Speaking in a call organized by the Jewish Democratic Council of America and quoted by JTA, Warnock said he had an “increasing recognition” of the danger that Hamas poses to Israel since his harsh criticisms of Israel in that sermon.
Warnock also said he opposed the anti-Israel Boycott, Divestment and Sanctions (BDS) movement.
“There has been some comment about a sermon I gave in May of 2018,” he said in reference to attacks by his opponent, Republican Kelly Loeffler, who has cited Warnock’s sermon delivered after Israeli troops opened fire on protesters at the border between Israel and the Gaza Strip.
“We saw the government of Israel shoot down unarmed Palestinian sisters and brothers like birds of prey,” he said at the time.
On Tuesday, he said, “As you might imagine, I’m a pastor. I preach every Sunday, I preach a lot of sermons. And I think that, as I recall that sermon, I was speaking to the issue of activists and human rights, and the ability of people to be heard. At the same time, I have an increasing recognition of Hamas and the danger that they pose to the Israeli people.”

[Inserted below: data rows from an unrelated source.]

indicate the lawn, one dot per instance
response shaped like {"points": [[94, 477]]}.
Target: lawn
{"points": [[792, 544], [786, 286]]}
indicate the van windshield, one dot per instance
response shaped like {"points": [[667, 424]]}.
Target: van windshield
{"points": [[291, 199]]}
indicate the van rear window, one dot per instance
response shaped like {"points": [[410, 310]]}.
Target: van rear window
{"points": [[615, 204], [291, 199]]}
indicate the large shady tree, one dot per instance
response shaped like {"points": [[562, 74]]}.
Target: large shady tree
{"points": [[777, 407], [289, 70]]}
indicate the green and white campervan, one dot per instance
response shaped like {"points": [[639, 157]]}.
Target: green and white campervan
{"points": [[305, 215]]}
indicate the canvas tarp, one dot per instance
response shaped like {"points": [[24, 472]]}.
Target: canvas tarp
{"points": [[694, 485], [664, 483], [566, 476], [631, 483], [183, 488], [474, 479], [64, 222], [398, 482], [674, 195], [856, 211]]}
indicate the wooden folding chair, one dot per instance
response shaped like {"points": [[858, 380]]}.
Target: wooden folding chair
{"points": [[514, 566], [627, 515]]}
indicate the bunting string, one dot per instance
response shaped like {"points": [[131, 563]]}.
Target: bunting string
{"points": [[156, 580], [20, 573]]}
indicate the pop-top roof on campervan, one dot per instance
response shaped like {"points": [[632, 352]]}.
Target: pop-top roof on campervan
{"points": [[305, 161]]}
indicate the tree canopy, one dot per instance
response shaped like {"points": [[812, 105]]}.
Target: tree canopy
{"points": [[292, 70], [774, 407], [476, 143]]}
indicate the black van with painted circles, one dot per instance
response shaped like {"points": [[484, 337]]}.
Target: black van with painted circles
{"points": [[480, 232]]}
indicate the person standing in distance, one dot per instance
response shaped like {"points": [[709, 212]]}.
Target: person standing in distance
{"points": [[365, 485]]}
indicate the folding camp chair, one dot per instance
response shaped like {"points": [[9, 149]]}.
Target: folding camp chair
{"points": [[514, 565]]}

Warnock also unequivocally condemned the BDS movement targeting Israel, and said he supported US defense assistance to Israel and the two-state solution to the Israeli-Palestinian conflict. In condemning BDS, he noted Israeli solar panel companies operating in Georgia, and their contributions to the Georgia economy.
Warnock has come under fire for his anti-Israel remarks, including from Professor Alan Dershowitz, who recently warned that Warnock’s view on Israel could cost Democrats in the Georgia runoffs.
Dershowitz said that he would be willing to change his mind about Warnock “but only if he changes his mind about Israel.”